Selected Stories
“Arrivederci, Goodbye” - Excerpt
ASCENT,
August 2010
“You know what they call remodeling—the marriage buster,” Katia said, as she took a grim sip of her coffee in the disaster that was Tory’s future kitchen. The ceiling above them was bereft of skylights, only a shroud of thick plastic separating them from the elements. Lucky for them that December in Southern California meant eighty-degree weather.

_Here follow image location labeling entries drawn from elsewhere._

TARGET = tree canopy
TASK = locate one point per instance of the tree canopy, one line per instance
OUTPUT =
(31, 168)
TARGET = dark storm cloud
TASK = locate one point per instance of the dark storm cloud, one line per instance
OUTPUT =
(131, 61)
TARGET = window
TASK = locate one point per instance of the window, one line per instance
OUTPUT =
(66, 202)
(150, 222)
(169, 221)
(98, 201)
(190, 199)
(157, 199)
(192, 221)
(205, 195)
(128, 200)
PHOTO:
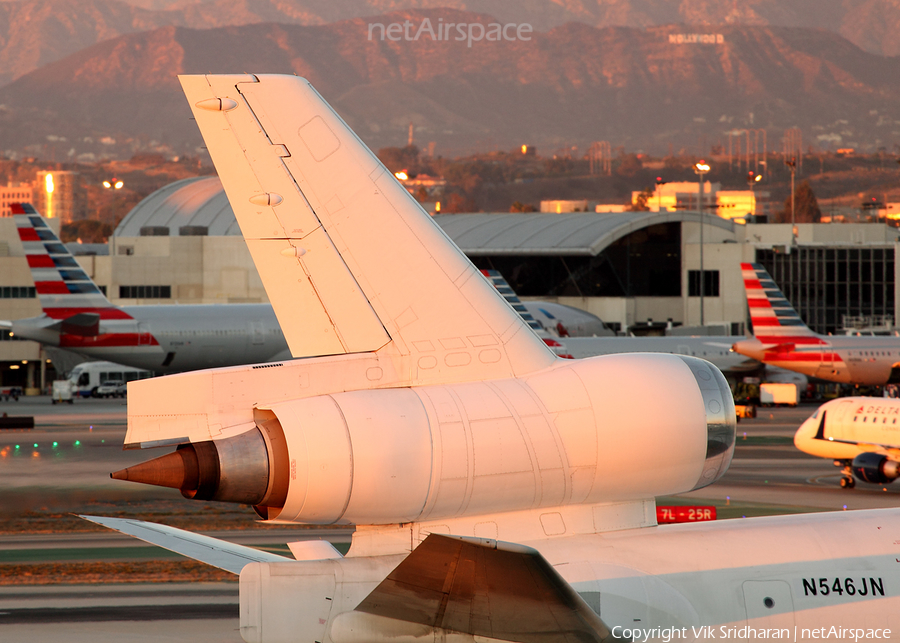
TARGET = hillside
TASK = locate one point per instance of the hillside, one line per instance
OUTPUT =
(36, 32)
(571, 85)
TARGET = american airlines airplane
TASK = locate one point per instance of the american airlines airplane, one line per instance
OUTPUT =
(165, 339)
(500, 493)
(172, 338)
(782, 339)
(861, 435)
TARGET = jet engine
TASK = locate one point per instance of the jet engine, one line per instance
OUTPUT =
(578, 433)
(875, 468)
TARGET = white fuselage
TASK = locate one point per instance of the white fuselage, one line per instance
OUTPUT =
(866, 361)
(789, 577)
(843, 428)
(174, 338)
(713, 349)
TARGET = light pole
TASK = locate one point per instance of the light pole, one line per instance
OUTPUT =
(752, 179)
(793, 165)
(701, 169)
(659, 184)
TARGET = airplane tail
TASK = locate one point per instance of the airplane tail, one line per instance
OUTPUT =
(322, 216)
(64, 290)
(73, 305)
(771, 313)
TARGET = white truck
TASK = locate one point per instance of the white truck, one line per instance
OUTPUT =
(779, 393)
(62, 392)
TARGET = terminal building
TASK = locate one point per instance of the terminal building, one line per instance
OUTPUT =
(182, 244)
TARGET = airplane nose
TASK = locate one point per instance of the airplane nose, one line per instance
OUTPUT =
(805, 432)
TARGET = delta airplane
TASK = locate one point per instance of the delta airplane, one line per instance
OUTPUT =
(861, 434)
(782, 339)
(500, 493)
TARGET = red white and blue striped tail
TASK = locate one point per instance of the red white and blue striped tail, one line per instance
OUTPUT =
(772, 315)
(63, 288)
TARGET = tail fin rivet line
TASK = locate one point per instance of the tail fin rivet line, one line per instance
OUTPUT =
(268, 198)
(218, 104)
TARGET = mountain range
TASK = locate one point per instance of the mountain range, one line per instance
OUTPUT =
(36, 32)
(573, 84)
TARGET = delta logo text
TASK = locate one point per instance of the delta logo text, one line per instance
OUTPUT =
(467, 32)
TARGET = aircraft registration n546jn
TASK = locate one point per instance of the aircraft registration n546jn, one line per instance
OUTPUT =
(782, 339)
(499, 492)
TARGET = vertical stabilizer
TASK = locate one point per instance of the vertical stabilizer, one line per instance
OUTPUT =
(349, 259)
(772, 316)
(63, 288)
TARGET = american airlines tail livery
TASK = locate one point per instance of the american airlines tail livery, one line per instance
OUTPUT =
(782, 339)
(500, 493)
(167, 339)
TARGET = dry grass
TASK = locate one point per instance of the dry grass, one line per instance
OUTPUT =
(111, 572)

Tory blinked in the fine drift of sawdust that blew continually, sideways and up from the floor, like living in some kind of tan snow globe. She imagined pirouetting in it, like some low-rent version of The Nutcracker. “But your spouse is supposed to drive you crazy. Not die.” She lowered her voice as a toothy boy with skin the color of almonds walked a drill saw through the room, stirring up a whir of dust. He had been there about a week, one of a revolving army of day laborers who came and then disappeared. She could be wrong, but she thought he was flirting with her, and despite herself she tried not to wear the very ugliest of her flannel pajamas in the morning. She noted that Katia bent over the table in front of him so that the dark cave of her cleavage was visible.
Privacy was a thing of the past, Tory and Gordon having given up the rental they had planned to stay in until the house was completed. It had been six months since they had euphemistically “camped” in their own house, jammed into a small maid’s quarters off the kitchen, sharing a dwarfish half bath, cooking over a hot plate, and developing a communal life with the construction crew that included drinking Pacificos on the roof at five each evening before knocking off for the day.
The crew went back each night to homes that, although undoubtedly less luxurious, functioned, whereas Tory and Gordon roamed the ruins of their future like ghosts, unable to enjoy any of it. A Wolf cooktop still in its cardboard box, a marble countertop upended along the far wall. The only thing that actually thrived in the house was the ants—long, sinewy trails of them, going from nowhere to nowhere. For the life of them, Tory and Gordon couldn’t figure out what the insects were looking for, there seemed so little to sustain them.